Abnormal automaticity
Altered impulse formation leading to increased reentry.
Bradyarrhrythmias
Decreased firing rate
Decreased automaticity of SA node due to altered impulse formation (cellular).
Conduction blocks due to altered impulse conduction(multicellular).
What determines cell firing rate?
Reduced If gives a more negative maximum diastolic potential and a less negative threshold potential. This gives a reduced firing rate, therefore slowers HR.
Ivabradine is a drug that decreases Diastloic depolarisation by inhibition of If (used in stable angina where beta-Blockers can’t be used and pateint has normal sinus rhythm)
Latent pacemakers
SA node (main pacemaker) - intrinsic rate 60-100bpm. AV node - intrinsic rate 35-60bpm. Pacemakers in ventricular muscle - intrinsic rate is less than 40bpm. When SA is not working, others take over.
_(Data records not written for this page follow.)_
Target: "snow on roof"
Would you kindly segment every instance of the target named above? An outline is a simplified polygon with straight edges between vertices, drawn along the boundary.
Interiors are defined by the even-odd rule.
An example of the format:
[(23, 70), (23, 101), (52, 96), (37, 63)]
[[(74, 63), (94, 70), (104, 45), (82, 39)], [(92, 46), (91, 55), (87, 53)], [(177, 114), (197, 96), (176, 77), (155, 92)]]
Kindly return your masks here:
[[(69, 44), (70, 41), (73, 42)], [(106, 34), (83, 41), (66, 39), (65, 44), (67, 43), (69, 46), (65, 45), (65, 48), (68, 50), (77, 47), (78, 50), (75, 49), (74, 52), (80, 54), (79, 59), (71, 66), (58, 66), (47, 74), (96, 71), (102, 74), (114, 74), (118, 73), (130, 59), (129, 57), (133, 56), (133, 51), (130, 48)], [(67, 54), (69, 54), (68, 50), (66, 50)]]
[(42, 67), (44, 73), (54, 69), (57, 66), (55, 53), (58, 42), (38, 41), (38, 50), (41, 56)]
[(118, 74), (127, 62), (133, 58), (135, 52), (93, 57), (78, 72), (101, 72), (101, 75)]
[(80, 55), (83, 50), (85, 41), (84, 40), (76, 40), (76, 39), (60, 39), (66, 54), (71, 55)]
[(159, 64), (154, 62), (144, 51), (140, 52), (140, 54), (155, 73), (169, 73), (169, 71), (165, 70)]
How is pacemaker firing rate increased/defreased from normal?
Vagal stimulation decreases firing rate.
Overdrive suppression decreases or temporarily stops firing.
Reduced electrotonic interactions increase firing rate.
Escape beats and rhythms
SA and AV nodes are most sensitive to vagal stimulation, followed by atrial tissue and then the ventricular conducting system.
Vagal stimulation may Supress SA node and allow pacemaker acyivity to shift to another site.
Junction escape rhythm - normal width QRS complexes at a slow constant rate are not preceded by p waves.
Overdrive suppression
SA node activity supresses other pacemaker sites.
Cells are forced to fire faster than their intrinsic firing rate.
More sodium enters per unit time, sodium potassium pump becomes more active.
This generates a hyperpolarising current which hyperpolarises the cell (countering If current).
Prevents If reaching threshold, supresses spontaneous AP generation.
Loss of electrotonic interactions
Loss of interconnections due to ischemia stops the suppression of automaticity in the AV node.
This is due to the nodal cell no longer being hyperpolarised by neighbouring cells, thus depolarising to threshold more easily.